Remix.run Logo
minimaxir 4 hours ago

Believe me, I wish it was just parroting.

The real annoying thing about Opus 4.5 is that it's impossible to publicly say "Opus 4.5 is an order of magnitude better than coding LLMs released just months before it" without sounding like a AI hype booster clickbaiting, but it's the counterintuitive truth, to my personal frustration.

I have been trying to break this damn model since its November release by giving it complex and seemingly impossible coding tasks but this asshole keeps doing them correctly. GPT-5.3-Codex has been the same relative to GPT-5.2-Codex, which just makes me even more frustrated.

Denzel 40 minutes ago | parent | next [-]

Weird, I broke Opus 4.5 pretty easily by giving some code, a build system, and integration tests that demonstrate the bug.

CC confidently iterated until it discovered the issue. CC confidently communicated exactly what the bug was, a detailed step-by-step deep dive into all the sections of the code that contributed to it. CC confidently suggested a fix that it then implemented. CC declared victory after 10 minutes!

The bug was still there.

I’m willing to admit I might be “holding it wrong”. I’ve had some successes and failures.
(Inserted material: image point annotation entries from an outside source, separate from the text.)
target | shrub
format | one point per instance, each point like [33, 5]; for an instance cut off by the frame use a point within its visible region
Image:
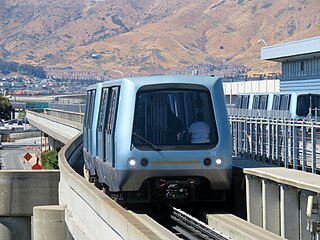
[50, 160]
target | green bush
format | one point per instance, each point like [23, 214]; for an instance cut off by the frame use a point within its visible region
[50, 160]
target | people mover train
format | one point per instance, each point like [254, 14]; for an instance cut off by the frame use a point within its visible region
[140, 146]
[293, 105]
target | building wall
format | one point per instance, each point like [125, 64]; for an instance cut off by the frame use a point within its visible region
[303, 74]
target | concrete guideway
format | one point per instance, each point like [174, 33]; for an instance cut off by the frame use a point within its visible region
[91, 214]
[237, 228]
[20, 191]
[276, 198]
[275, 202]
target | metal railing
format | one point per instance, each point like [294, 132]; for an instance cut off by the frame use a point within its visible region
[284, 142]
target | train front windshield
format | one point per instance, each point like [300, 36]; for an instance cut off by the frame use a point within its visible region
[174, 118]
[308, 104]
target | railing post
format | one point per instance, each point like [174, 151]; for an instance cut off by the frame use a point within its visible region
[270, 140]
[257, 140]
[252, 138]
[285, 145]
[236, 147]
[304, 145]
[295, 145]
[263, 140]
[313, 148]
[277, 142]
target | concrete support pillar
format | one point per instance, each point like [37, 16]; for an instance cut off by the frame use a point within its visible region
[289, 205]
[12, 228]
[254, 200]
[5, 233]
[271, 206]
[304, 233]
[49, 223]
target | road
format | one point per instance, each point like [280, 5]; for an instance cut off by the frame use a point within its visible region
[12, 154]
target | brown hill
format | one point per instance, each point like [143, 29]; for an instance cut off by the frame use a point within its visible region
[151, 36]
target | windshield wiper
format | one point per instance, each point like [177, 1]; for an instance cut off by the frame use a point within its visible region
[154, 147]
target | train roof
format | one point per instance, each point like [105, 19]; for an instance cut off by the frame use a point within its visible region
[160, 79]
[279, 93]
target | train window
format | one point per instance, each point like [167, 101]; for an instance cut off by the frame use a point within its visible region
[276, 102]
[245, 102]
[255, 104]
[263, 102]
[91, 106]
[284, 102]
[303, 105]
[111, 110]
[164, 114]
[238, 102]
[87, 108]
[102, 111]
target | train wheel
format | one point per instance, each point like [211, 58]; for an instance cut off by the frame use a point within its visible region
[86, 173]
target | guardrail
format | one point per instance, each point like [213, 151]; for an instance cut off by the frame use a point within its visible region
[283, 142]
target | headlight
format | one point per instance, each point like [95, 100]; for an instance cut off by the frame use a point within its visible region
[132, 162]
[207, 161]
[218, 161]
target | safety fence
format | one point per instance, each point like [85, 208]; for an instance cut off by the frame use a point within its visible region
[284, 142]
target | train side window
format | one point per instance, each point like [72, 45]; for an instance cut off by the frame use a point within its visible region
[276, 102]
[263, 102]
[255, 104]
[112, 108]
[245, 102]
[238, 102]
[103, 109]
[90, 114]
[303, 105]
[284, 102]
[85, 120]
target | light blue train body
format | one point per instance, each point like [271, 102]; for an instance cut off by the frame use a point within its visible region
[137, 144]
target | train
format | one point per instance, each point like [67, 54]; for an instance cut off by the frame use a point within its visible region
[299, 105]
[139, 146]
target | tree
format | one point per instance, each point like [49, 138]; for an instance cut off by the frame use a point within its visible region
[49, 160]
[5, 108]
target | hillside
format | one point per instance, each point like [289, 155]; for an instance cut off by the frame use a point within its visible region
[151, 36]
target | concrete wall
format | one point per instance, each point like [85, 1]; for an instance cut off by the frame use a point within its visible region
[20, 191]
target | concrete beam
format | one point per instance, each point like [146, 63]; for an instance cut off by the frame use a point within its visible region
[289, 215]
[20, 191]
[15, 228]
[58, 128]
[254, 200]
[49, 223]
[271, 206]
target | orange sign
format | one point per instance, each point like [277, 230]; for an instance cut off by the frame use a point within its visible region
[36, 166]
[27, 156]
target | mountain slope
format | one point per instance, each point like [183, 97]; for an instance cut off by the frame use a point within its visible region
[151, 36]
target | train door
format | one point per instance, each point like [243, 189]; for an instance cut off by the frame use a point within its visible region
[85, 122]
[102, 123]
[111, 125]
[89, 120]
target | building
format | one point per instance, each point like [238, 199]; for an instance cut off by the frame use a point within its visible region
[300, 63]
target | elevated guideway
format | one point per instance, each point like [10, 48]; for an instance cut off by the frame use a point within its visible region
[90, 214]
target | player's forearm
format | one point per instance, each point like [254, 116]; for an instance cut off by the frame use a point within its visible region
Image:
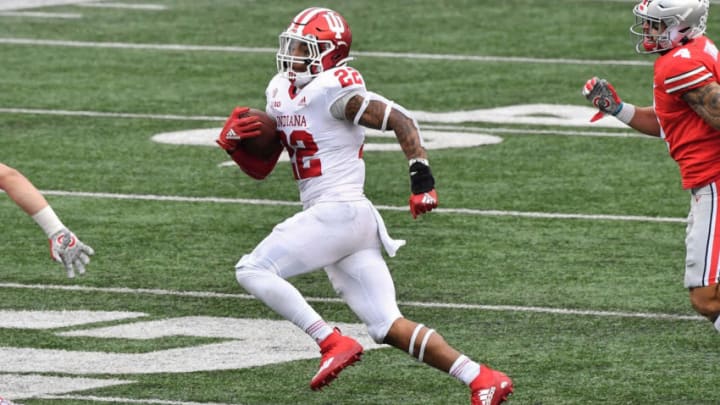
[21, 190]
[645, 121]
[407, 136]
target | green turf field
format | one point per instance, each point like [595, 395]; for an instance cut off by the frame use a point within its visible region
[557, 254]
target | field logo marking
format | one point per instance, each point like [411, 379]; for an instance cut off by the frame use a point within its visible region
[244, 343]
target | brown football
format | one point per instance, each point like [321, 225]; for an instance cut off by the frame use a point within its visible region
[266, 144]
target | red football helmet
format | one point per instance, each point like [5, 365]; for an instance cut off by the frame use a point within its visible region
[661, 25]
[317, 39]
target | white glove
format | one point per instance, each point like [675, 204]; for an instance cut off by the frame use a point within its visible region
[602, 95]
[67, 249]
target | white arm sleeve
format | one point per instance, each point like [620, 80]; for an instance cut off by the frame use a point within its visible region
[391, 105]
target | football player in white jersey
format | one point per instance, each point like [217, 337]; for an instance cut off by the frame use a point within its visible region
[321, 105]
[65, 247]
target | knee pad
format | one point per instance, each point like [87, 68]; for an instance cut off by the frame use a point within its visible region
[379, 330]
[248, 267]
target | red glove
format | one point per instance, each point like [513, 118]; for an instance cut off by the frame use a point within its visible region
[422, 185]
[422, 203]
[237, 128]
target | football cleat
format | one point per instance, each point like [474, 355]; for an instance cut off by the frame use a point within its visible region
[338, 352]
[490, 387]
[4, 401]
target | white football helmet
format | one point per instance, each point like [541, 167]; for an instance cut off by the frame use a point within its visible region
[665, 24]
[319, 39]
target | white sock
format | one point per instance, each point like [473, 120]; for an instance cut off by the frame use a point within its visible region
[319, 330]
[465, 369]
[48, 221]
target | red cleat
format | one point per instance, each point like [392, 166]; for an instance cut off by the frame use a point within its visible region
[490, 387]
[338, 352]
[4, 401]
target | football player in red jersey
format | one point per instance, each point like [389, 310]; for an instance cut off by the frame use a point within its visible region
[686, 114]
[320, 105]
[65, 247]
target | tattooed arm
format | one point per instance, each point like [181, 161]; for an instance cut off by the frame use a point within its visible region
[705, 101]
[405, 128]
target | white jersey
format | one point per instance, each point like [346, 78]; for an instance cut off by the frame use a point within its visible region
[325, 152]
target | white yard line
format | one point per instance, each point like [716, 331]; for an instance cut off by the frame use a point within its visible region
[240, 49]
[466, 211]
[118, 400]
[417, 304]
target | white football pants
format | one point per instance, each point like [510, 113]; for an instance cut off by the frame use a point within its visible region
[341, 237]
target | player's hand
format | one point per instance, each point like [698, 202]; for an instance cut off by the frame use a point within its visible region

It’s all very impressive, but I still have yet to see how people are consistently getting CC to work for hours on end to produce good work. That still feels far fetched to me.

viking123 3 hours ago | parent | prev [-]

It still cannot solve a synchronization issue in my fairly simple online game, completely wrong analysis back to back and solutions that actually make the problem worse. Most training data is probably react slop so it struggles with this type of stuff.

But I have to give it to Amodei and his goons in the media, their marketing is top notch. Fear-mongering targeted to normies about the model knowing it is being evaluated and other sort of preaching to the developers.